# do you add anything to your rinse bucket?



## Woodco (Nov 19, 2016)

I've never put anything in my rinse bucket, and I was just curious if any of you guys put anything in your water, like a couple drops of soap or anything.


----------



## Vinyl 54X (Mar 12, 2019)

My brother used to put a capful of Murphy's oil soap in his rinse water. He swore it would cut through paste residue. I thought it just made it difficult to tell if you needed to change the water. I like to be able to see what I am reaching for.


----------



## jennifertemple (Oct 30, 2011)

Nope, Just water but do wash the in laundry soap at the end of the day.


----------



## Brushman4 (Oct 18, 2014)

A little bit of Dirtex in warm water is as Tony says GREAT.


----------



## Woodco (Nov 19, 2016)

Vinyl 54X said:


> My brother used to put a capful of Murphy's oil soap in his rinse water. He swore it would cut through paste residue. I thought it just made it difficult to tell if you needed to change the water. I like to be able to see what I am reaching for.


Doing commercial vinyl, I assume? 

If I were doing vinyl I'd probably put a couple drops of dawn, but for wallpaper, It seems like a bad idea to wipe any chemicals whatsoever on the surface.


----------



## Vinyl 54X (Mar 12, 2019)

Woodco said:


> Doing commercial vinyl, I assume?
> 
> If I were doing vinyl I'd probably put a couple drops of dawn, but for wallpaper, It seems like a bad idea to wipe any chemicals whatsoever on the surface.

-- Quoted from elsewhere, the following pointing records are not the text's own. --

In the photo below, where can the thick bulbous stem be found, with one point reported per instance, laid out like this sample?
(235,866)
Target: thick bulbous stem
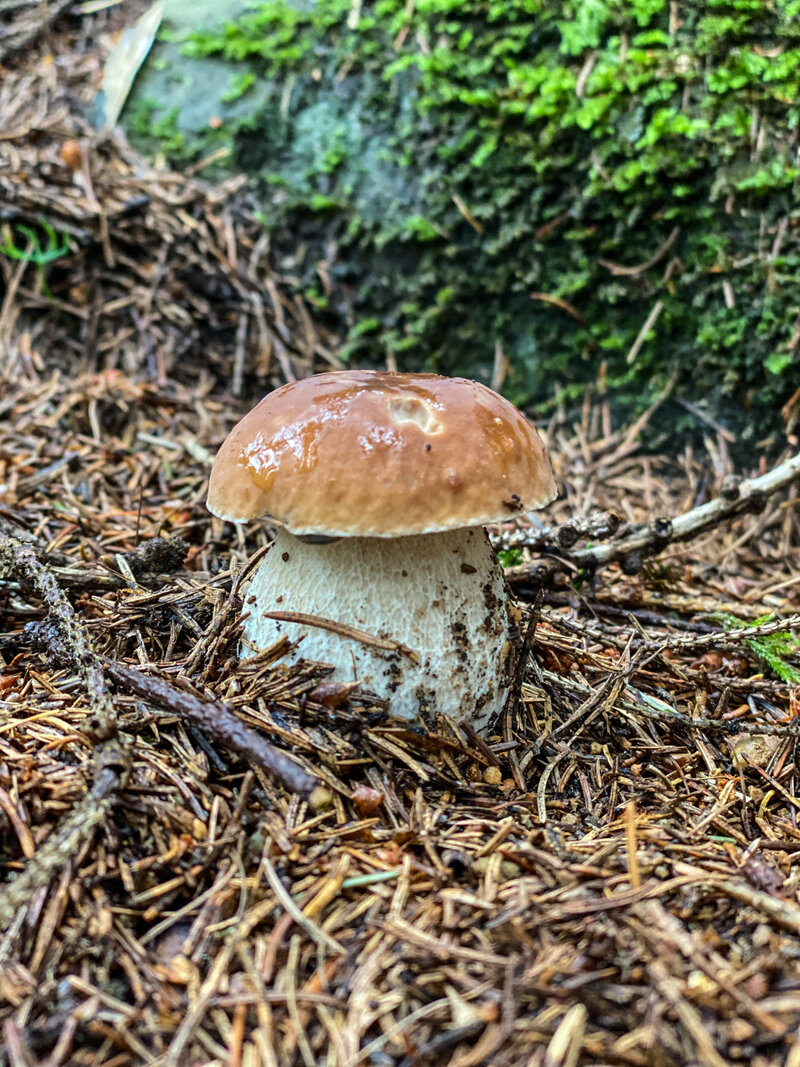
(421,620)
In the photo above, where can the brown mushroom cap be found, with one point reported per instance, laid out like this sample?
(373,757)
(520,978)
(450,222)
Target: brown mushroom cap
(376,454)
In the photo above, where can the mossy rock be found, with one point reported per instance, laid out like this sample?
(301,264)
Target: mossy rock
(571,184)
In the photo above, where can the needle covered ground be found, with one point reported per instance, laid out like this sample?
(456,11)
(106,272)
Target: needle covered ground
(609,876)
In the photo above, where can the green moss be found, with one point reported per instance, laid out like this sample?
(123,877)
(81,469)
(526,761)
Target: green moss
(467,154)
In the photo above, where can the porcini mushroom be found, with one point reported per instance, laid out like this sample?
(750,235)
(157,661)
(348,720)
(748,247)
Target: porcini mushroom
(382,483)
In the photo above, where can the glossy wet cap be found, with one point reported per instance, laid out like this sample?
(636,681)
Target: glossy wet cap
(374,454)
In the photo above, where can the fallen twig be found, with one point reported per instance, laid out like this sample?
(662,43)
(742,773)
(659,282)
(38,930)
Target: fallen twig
(110,760)
(221,725)
(637,544)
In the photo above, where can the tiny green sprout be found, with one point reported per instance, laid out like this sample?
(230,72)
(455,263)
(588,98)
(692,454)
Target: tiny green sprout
(34,252)
(770,650)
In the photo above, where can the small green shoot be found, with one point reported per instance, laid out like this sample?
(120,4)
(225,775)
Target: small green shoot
(34,253)
(770,650)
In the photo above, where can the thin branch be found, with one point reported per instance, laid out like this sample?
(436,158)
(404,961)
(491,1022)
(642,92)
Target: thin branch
(737,498)
(220,723)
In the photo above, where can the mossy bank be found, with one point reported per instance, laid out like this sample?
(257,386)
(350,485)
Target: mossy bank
(566,184)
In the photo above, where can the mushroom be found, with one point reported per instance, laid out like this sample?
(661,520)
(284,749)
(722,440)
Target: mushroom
(382,483)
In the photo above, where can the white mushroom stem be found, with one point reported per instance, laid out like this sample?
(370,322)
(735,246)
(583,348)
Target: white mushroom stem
(421,620)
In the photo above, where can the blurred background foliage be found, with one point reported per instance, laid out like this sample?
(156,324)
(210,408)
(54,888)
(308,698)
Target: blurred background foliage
(552,187)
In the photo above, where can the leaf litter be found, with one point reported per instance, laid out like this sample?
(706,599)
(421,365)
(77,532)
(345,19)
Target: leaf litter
(609,876)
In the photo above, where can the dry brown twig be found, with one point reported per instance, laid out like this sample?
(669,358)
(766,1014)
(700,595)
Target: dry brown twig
(110,759)
(737,498)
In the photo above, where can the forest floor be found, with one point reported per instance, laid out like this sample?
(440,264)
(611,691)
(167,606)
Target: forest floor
(609,877)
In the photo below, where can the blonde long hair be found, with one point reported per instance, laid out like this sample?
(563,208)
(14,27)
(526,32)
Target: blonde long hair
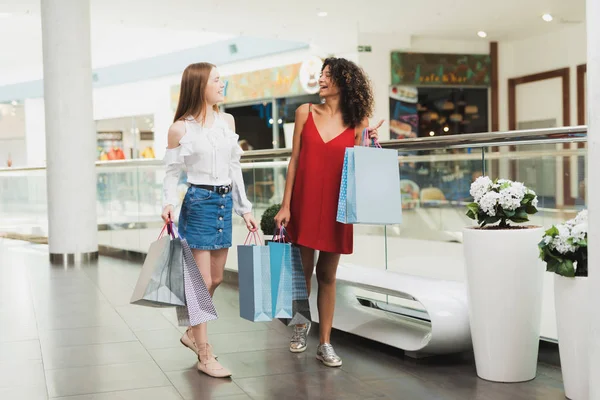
(192,99)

No he never left residential and he never did new homes. Always the dirtiest. People who would get new wallpaper but cheap out on painting the base ceilings or trim. I remember one of his jobs I was cutting to the base behind the toilet. When I went to wipe the glue off the base my returned sponge filthy and covered in hair. I almost puked right there. Maybe he used the soap to clean his clients dirty houses. Wallpaper and Fabrics I try not to get any paste or water on if I do I'll let it dry and flake it off later.


----------



## Gwarel (May 8, 2012)

For residential work I just use clean water and a clean towel. When I do commercial work I use white vinegar from a spray bottle, let it soak for a few minutes and then a clean towel. I try as hard as I can to keep it clean as I go, for me the extra effort is worth it in the end.


----------



## Whiskey (Apr 10, 2019)

I would keep a bucket heater in the water so I could always keep my washing water warm. Sometimes I would put my lunch in tubberware and set it in the water with the bucket heater and warm up my lunch. I did have one time the lid came off and leaked my split pea soup in the water. No lunch that day.


----------



## AnthonyFalzon (Feb 24, 2020)

I personally don't add anything.


----------



## AnthonyFalzon (Feb 24, 2020)

However, a little bit of water seems to be the consensus here.


----------